Gennaro Prota <gennaro_prota_at_[hidden]> writes:

> On Tue, 10 Feb 2004 09:46:53 -0500, David Abrahams
> <dave_at_[hidden]> wrote:
>>Gennaro Prota <gennaro_prota_at_[hidden]> writes:
>>> IIUC, "the Software" (with a capital 's') includes documentation. Am I
>>> right?
>>Do you consider documentation to be software? I don't.
> No, I don't consider it software either :) I was asking if *in the
> text of the license* they used the word "Software", with an uppercase
> 's', as a shortcut for software + docs. That's because it says:
> Permission is hereby granted, free of charge, to any person or
> organization obtaining a copy of **the software and accompanying
> documentation** covered by this license (**the "Software"**)

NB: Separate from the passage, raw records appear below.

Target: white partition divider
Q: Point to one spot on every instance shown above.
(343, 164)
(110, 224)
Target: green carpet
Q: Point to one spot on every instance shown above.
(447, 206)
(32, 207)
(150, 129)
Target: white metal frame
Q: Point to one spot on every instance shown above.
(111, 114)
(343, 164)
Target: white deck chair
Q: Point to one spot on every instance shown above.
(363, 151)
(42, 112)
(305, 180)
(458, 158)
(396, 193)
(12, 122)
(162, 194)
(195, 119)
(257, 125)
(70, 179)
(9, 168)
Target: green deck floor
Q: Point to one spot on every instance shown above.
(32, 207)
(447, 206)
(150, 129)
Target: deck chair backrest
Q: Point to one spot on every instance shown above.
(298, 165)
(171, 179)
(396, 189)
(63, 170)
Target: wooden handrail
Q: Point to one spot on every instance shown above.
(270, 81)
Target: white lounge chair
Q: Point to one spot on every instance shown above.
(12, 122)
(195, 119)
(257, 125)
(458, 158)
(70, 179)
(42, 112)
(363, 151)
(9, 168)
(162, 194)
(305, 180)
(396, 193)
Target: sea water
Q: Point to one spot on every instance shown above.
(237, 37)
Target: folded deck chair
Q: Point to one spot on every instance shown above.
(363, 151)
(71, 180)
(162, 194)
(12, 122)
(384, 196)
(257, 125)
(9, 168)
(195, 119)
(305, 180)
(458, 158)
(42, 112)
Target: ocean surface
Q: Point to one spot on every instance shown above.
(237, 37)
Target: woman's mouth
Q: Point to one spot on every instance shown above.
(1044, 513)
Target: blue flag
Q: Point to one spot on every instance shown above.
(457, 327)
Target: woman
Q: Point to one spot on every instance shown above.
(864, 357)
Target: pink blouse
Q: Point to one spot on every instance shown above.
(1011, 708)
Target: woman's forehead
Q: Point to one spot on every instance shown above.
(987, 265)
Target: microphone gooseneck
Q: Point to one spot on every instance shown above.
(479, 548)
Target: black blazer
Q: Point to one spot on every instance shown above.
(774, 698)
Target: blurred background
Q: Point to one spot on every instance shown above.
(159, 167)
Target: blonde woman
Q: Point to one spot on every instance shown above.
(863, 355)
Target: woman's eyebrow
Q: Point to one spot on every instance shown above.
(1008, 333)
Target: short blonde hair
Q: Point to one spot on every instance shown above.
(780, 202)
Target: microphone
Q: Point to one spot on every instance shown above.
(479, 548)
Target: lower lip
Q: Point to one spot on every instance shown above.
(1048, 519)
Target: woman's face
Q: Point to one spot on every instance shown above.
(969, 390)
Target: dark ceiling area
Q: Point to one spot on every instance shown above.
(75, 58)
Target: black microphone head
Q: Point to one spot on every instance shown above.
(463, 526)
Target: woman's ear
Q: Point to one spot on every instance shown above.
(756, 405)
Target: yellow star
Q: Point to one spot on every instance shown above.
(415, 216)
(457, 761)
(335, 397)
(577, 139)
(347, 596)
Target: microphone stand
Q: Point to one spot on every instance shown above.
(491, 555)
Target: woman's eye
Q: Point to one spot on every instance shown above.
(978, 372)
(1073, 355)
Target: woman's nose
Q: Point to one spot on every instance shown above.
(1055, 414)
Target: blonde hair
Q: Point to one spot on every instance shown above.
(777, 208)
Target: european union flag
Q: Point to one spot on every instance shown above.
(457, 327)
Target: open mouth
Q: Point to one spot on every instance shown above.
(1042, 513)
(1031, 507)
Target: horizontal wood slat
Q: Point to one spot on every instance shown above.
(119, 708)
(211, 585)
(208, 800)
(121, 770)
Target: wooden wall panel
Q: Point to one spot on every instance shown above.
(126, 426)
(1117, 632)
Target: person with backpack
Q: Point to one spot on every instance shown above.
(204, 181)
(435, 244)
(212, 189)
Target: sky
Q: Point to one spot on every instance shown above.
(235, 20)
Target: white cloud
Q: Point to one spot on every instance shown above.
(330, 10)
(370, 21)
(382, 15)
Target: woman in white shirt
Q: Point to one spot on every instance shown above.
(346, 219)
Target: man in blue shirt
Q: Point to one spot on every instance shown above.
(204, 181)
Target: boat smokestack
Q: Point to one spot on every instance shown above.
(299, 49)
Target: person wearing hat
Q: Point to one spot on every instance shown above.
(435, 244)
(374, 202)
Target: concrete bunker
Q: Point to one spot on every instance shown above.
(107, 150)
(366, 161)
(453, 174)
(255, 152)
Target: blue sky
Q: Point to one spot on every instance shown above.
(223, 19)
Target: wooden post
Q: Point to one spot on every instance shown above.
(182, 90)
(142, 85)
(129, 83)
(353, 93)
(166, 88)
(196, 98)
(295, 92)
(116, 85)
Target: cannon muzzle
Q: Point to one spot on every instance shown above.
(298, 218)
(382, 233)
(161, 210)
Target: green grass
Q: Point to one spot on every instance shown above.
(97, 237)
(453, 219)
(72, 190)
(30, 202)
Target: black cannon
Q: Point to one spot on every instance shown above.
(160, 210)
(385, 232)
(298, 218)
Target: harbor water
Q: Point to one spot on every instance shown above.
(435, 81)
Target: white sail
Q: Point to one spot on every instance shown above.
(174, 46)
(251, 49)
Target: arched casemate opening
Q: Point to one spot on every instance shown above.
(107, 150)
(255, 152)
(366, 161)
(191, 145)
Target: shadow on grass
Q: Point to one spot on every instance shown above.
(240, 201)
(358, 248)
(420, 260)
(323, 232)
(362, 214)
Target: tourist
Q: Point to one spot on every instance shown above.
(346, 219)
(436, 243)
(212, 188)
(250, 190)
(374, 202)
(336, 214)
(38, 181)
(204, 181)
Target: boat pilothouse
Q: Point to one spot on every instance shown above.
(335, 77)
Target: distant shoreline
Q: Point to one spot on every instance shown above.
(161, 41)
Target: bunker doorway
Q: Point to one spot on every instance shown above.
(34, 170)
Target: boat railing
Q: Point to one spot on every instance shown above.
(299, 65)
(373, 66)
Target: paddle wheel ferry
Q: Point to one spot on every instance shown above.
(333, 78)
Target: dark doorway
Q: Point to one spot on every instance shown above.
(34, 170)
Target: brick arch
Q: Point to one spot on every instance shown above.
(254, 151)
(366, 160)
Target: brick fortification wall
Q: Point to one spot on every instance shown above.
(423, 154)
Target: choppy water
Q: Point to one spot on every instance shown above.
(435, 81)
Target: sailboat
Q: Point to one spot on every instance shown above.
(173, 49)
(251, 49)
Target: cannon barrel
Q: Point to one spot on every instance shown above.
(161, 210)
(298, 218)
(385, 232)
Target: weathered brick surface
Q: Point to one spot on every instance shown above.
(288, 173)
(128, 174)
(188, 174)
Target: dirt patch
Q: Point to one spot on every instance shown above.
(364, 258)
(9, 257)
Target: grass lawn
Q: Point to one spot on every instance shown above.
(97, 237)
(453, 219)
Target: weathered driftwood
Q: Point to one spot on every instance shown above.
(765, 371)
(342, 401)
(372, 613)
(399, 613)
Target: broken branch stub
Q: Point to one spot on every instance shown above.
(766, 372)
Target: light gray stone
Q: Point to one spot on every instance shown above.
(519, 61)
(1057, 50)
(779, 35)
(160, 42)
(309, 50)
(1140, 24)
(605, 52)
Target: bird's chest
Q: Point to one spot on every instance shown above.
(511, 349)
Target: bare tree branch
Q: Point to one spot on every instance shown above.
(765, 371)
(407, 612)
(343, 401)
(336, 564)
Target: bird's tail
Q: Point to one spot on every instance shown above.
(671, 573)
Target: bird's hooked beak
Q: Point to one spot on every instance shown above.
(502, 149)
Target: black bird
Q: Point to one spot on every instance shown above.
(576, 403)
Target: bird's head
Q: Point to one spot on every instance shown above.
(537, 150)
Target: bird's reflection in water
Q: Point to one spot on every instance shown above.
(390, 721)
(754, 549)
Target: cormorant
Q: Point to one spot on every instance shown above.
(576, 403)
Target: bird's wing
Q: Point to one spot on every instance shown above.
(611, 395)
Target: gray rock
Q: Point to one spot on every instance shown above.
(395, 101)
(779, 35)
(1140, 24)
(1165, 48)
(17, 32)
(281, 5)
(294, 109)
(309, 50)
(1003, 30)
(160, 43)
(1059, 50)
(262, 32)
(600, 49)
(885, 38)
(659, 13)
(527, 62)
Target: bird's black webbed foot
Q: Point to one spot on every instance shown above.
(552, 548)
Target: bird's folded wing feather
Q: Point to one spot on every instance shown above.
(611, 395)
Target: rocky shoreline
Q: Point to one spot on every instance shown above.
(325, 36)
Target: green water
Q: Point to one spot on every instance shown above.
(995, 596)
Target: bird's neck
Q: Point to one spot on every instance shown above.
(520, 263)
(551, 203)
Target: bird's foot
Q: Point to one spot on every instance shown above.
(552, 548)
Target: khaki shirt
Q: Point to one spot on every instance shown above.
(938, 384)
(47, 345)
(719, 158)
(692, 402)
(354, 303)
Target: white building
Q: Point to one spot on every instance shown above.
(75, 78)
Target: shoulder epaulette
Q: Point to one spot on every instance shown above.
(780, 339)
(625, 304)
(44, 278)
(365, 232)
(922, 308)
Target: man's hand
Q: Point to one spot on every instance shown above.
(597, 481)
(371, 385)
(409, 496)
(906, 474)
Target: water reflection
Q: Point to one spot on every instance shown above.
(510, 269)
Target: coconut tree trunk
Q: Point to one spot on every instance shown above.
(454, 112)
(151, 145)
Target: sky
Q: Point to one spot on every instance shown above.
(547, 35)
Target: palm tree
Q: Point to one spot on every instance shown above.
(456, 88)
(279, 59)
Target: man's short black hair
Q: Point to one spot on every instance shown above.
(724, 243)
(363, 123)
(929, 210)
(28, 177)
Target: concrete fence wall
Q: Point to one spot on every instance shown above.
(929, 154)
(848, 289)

Now that you remind me, yes, "Software" clearly includes the

>>> b) IIUC again, the comments we are inserting into source files
>>> // Use, modification and distribution are subject to the
>>> // Boost Software License, Version 1.0. (See accompanying file
>>> // LICENSE_1_0.txt or copy at
>>> are unnecessarily verbose (and potentially dangerous).
>>Care to elaborate on why you think it's dangerous?
> Potentially. I was just asking. My question was: the file says use,
> modification and distribution are subject to the license. Taken
> strictly I may interpret that only this three things are subject to
> the license (not display, for instance). If, from a legal point of
> view, "display" isn't one of these three things then I can display the
> software without even reading the license.

Good point. I've forgotten whether "display" legally falls under any
of the categories "use", "modification", or "distribution". It's
amazing how many niggling details can come up in this matter.

> Just like we do in software I would tend to avoid any repetition
> between the license text and the source files comments, so that if the
> lawyers decide to add some other form of usage in the license (imagine
> if they forgot one! :)) we don't have to add it to the source files as
> well. Unless it is guaranteed that "use, modification and
> distribution" cover anything.
> I know, I'm a bit paranoid ;)

Then "they" have you right where they want you ;-)

>>> One could simply say
>>> // Subject to the Boost Software License, Version 1.0. (See etc. etc.)
>>I don't think a _file_ can be subject to a license, can it? The file
>>just exists.
> Hmm... I don't know. It seems to me that the file is the *medium*
> through which a piece of software is distributed.

If we were to make a change like that one, I'd say "Licensed under the
Boost...", just to avoid any ambiguity.